Dans la région du Pantanal, une espèce de chauve-souris du genre Phyllostomus ne vit plus que dans de rares grottes, tandis que l’ara hyacinthe est recherché comme animal de compagnie. Avec moins de 4 000 spécimens recensés, l’ara à front rouge (plumage vert, rouge et jaune) des vallées sèches des Andes autour de Vallegrande est lui aussi menacé.
Parmi les espèces en danger les plus remarquables, citons les étranges grenouilles marsupiata du genre Gastrotheca, dont les cinq espèces boliviennes sont toutes menacées d’extinction, ainsi que la grenouille géante du lac Titicaca, qui n’existe nulle part ailleurs. Cette dernière, qui peut atteindre 400 g, est particulièrement en danger du fait de la croyance locale qui prête des vertus aphrodisiaques à une boisson préparée à partir de cet amphibien. Pour en savoir plus, consultez le site (en anglais) www.sustainablebolivia.org/partner-organizations/bolivianamphibian-initi....

Flore

Du fait de l’ampleur des dénivelés, la Bolivie possède une flore d’une richesse remarquable. Le pays compte pas moins de 895 plantes endémiques, dont 16 espèces de fruits de la passion et au moins 3 genres d’orchidées.
Sur les hauts plateaux victimes de surpâturage ne subsistent que les essences végétales susceptibles de résister au bétail ou qui ne peuvent servir de bois de chauffe. La plupart des végétaux qui résistent poussent lentement et sont menacés, en particulier les arbres et arbrisseaux du genre Polylepis, dont on trouve les forêts denses et basses jusqu’à 5 300 m d’altitude.

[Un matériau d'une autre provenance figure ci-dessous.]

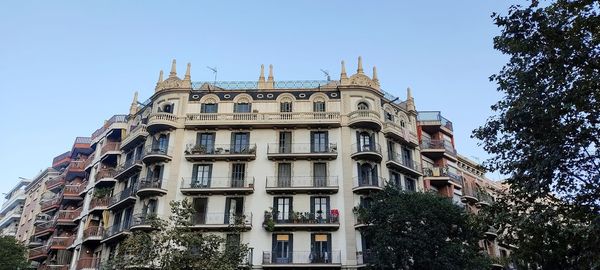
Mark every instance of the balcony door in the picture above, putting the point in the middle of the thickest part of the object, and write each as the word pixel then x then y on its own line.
pixel 240 142
pixel 206 142
pixel 201 175
pixel 284 175
pixel 234 208
pixel 285 142
pixel 321 248
pixel 319 141
pixel 283 248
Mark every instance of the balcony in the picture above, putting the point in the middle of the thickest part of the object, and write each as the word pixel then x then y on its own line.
pixel 99 204
pixel 136 135
pixel 368 184
pixel 302 185
pixel 222 221
pixel 436 149
pixel 225 152
pixel 67 217
pixel 217 185
pixel 50 205
pixel 274 221
pixel 116 232
pixel 365 119
pixel 162 121
pixel 128 168
pixel 71 192
pixel 60 243
pixel 123 198
pixel 302 259
pixel 152 187
pixel 88 263
pixel 38 253
pixel 255 119
pixel 301 151
pixel 110 148
pixel 105 176
pixel 93 234
pixel 404 165
pixel 434 121
pixel 55 183
pixel 395 131
pixel 442 175
pixel 154 154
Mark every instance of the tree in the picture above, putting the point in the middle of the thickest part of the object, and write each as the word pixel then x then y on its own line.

Ce sont les plantes arborescentes vivant à la plus haute altitude qui soit.
À une altitude inférieure, les collines et les vallées tempérées abritent une végétation semblable à celle de l’Espagne ou de la Californie. La région de Samaipata est particulièrement riche en plantes endémiques, dont le Samaipaticereus, un cactus, et le Tillandsia samaipatensis, une broméliacée. Dans les hautes vallées des Andes, le Parajubaea torallyi, gigantesque cocotier bolivien, est l’un des palmiers qui pousse à la plus haute altitude.
Sur les hauteurs des pentes humides des Yungas s’épanouit une forêt naine. Plus bas s’étend la forêt humide, les arbres se font plus gros et la végétation plus épaisse. Le nord des basses terres de Bolivie est constitué d’îles couvertes de forêts tropicales, ponctuées de vastes zones humides et de cerrado (savane d’Amérique du Sud) menacé de disparition. Le bassin amazonien contient quant à lui la plus grande diversité de plantes de la planète.

Parcs nationaux et réserves

En classant 22 zones protégées nationales et diverses réserves régionales dans le Sistema Nacional de Áreas Protegidas (SNAP), la Bolivie a sauvegardé 18% de son territoire. C’est l’un des plus vastes systèmes de protection du continent. Mais, s’il couvre une grande partie des plus remarquables paysages de Bolivie, la protection reste purement théorique dans la plupart des réserves. L’ouverture au développement de zones reculées du pays fait peser une contrainte croissante sur les zones protégées, et le système ancien de protection, qui reposait sur la non-accessibilité, se révèle de moins en moins efficace.
Le Servicio Nacional de Áreas Protegidas est l’organisme administratif qui gère ces zones protégées. Pour tenter d’apporter des solutions aux problèmes chroniques d’effectifs et de financement du Sernap, des ONG locales et internationales ont coopéré avec lui pour développer des initiatives nouvelles afin de protéger tel ou tel habitat, initiatives qui ont rencontré des succès variables.
Certains projets tentent en particulier de favoriser la participation et la cogestion à l’échelon local des zones protégées, afin de développer l’écotourisme chez l’habitant, mais aussi de proposer des produits naturels rentables, en particulier des brevets de produits médicinaux.